ST. CHARLES, La. — St. Charles Parish officials sounded the all-clear alert in the Hahnville area 35 hours after foul-smelling fumes began to escape from a faulty storage tank at Dow Chemical’s St. Charles Operations facility in Hahnville.

The stench from the ethyl acrylate housed in the tank sent at least 27 people to the hospital reporting eye and nose irritation, and forced parish officials to block off parts of River Road near the plant.

Ethyl acrylate is used in producing plastics and adhesives.

The acrid smell, which residents compared to that of burning plastic, drifted over much of the New Orleans area on Tuesday.

Dow workers filled the 640,000-gallon tank with foam to dampen the fumes and treated the material with other chemicals to neutralize it.

Dow spokesman Tommy Faucheux said the material will be loaded onto railcars in the yard, where it will be disposed of in the plant’s normal waste-processing facilities. About 15 families were evacuated from homes closest to the plant overnight as employees of the state Department of Environmental Quality tested the air.

DEQ spokesman Rodney Mallett said Wednesday that DEQ employees with air sampling monitors got no readings close to the federal workplace safety standard for volatile organic compounds of 25 parts per million.

Ethyl acrylate is in that category of chemical.

“None of the samples came up to even half that amount,” Mallett said.

There also is a fixed air quality monitor near the Dow site.

Mallett said he was relying on information from DEQ agents in the field, and did not have immediate access to the data.

One of the characteristics of ethyl acrylate is its pungent smell, which becomes noticeable well below toxic levels.

Some residents near the plant who woke up to the smell and were affected by the odor early Tuesday complained that they were told that nothing serious was going on.

Dow officials said they called the St.
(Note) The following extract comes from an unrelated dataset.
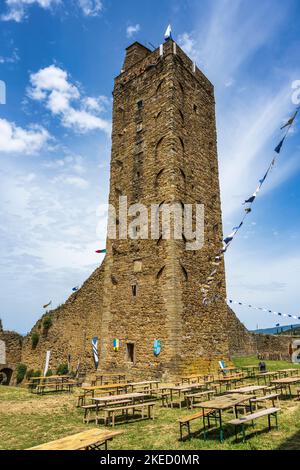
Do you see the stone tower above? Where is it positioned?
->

Charles Parish Emergency Operations Center about 4:45 a.m., well before firefighters began knocking on doors in the community shortly after 7 a.m.

However, it wasn’t clear what the EOC knew about the full effects of the chemical, which it said was “non life-threatening.”

“We’re going to look at what we did, and we’ll be honest about how we could have done better,” emergency preparedness director Scott Whelchel said.

St. Charles Parish public school officials did not ask summer school and camp participants to evacuate or shelter in place during the event because the EOC didn’t make that recommendation, spokeswoman Rochelle Cancienne-Touchard said.

St. Charles and Dow officials continuously said that the level of ethyl acrylate released, while malodorous, was not toxic.

Plant and parish officials have yet to say just how much ethyl acrylate was leaked.

Parish officials say it could take days for the smell to completely dissipate, but that any residual odors don’t pose a health risk.